Zhou Fucai miró a Zhou Zimei con una mirada frívola.
—¡Ah! ¡Así que eres tú!
—No esperaba que volvieras, ¡genial! Ahora tendré de dónde sacar dinero.
—Si quieres que te llame hermana, date prisa y dame unos miles para gastar.
Dijo Zhou Fucai, extendiendo la mano.
La aparición de Zhou Zimei no provocó una gran reacción en Zhou Fucai.
En lo único que pensaba era en el dinero.
—No tengo dinero.
Dijo Zhou Zimei.
—No bromees conmigo, es imposible que no tengas dinero.
—Te casaste con un marido rico.
—Estaba pensando en buscarte estos últimos días, y apareces tú.
—¡Parece que de verdad crecimos juntos, qué telepatía! Sabías que necesitaba dinero.
El desaliñado Zhou Fucai parecía no estar al tanto de muchas cosas.
Como mínimo, no sabía nada de la ludopatía de Qian Feng.
—Ya estoy divorciada, no tengo dinero.
Zhou Zimei tomó la iniciativa de revelar su divorcio.
Parecía que el asunto no la avergonzaba.
—¿Divorciada?
Zhou Fucai no esperaba que Zhou Zimei dijera algo así.
—No me mientas, ¿cómo te vas a divorciar?
—Casada con un rico, con dinero solo por estar sentada, ¿y te divorciarías?
—¿No será una excusa para no darme dinero?
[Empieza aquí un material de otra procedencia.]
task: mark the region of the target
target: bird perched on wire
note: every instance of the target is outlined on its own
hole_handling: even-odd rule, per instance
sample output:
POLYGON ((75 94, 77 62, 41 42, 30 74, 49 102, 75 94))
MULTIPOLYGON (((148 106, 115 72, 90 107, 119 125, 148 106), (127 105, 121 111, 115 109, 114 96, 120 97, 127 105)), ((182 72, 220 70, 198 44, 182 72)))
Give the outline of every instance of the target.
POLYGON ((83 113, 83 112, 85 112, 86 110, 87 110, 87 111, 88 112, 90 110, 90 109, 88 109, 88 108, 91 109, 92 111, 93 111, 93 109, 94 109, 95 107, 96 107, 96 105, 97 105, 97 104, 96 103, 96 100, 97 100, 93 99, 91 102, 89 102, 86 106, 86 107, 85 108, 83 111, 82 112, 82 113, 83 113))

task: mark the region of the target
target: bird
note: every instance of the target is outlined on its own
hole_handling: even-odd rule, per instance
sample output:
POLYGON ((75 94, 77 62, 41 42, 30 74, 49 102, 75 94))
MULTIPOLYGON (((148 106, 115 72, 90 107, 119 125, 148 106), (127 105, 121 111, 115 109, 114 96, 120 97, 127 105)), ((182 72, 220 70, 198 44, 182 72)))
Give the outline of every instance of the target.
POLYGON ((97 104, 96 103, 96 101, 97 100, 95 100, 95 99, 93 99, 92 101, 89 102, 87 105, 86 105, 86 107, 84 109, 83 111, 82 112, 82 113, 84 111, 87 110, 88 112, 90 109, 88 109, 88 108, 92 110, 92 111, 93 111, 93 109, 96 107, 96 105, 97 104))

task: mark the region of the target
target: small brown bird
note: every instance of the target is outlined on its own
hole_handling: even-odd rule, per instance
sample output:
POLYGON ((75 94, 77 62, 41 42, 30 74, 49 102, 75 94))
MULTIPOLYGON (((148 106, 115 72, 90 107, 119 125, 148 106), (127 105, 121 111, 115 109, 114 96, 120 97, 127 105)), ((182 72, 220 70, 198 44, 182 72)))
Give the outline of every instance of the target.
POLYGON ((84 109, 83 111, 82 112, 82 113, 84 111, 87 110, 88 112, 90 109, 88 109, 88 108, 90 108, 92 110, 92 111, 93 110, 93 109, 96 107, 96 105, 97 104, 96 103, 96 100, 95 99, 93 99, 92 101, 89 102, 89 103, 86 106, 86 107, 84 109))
Zhou Fucai no se lo creía.
—Créetelo o no, allá tú.
—Eres un adulto y también has estado encerrado. Deberías saber que tienes que reformarte, ser una buena persona y trabajar duro.
El tono de Zhou Zimei era exactamente el de una hermana mayor.
—Zhou Zimei, no lo pintes tan bonito.
—Si no fuera por mí, ¿podrías haberte casado con alguien tan rico?
—¡Te digo que deberías darme las gracias!
—Ahora he estado en la cárcel y he perdido a mi mujer.
—¡Tú eres la responsable!
Las palabras de Zhou Fucai dejaban al descubierto la clase de persona que era.
Qué demonios de lógica era esa.
—Fucai, cuida cómo le hablas a tu hermana.
Dijo Zhou Guangrun.
Zhou Fucai miró a Kang Kang, luego se rio y dijo: —¿Divorciada? No te habrás ido con otro hombre, habrás dado a luz a un bastardo y te habrán echado, ¿verdad?
—¡Ja, ja! Con razón no has vuelto en tanto tiempo y ahora apareces de repente.
¡Zas!
—¡Zhou Fucai, atrévete a decir una palabra más!
Zhang Xiaofan no pudo seguir escuchando y le dio una patada a Zhou Fucai de inmediato.
Zhou Fucai salió volando y se desparramó en el suelo como un perro.
Era inesperado que en el Pueblo Shitou se hubiera colado una alimaña así.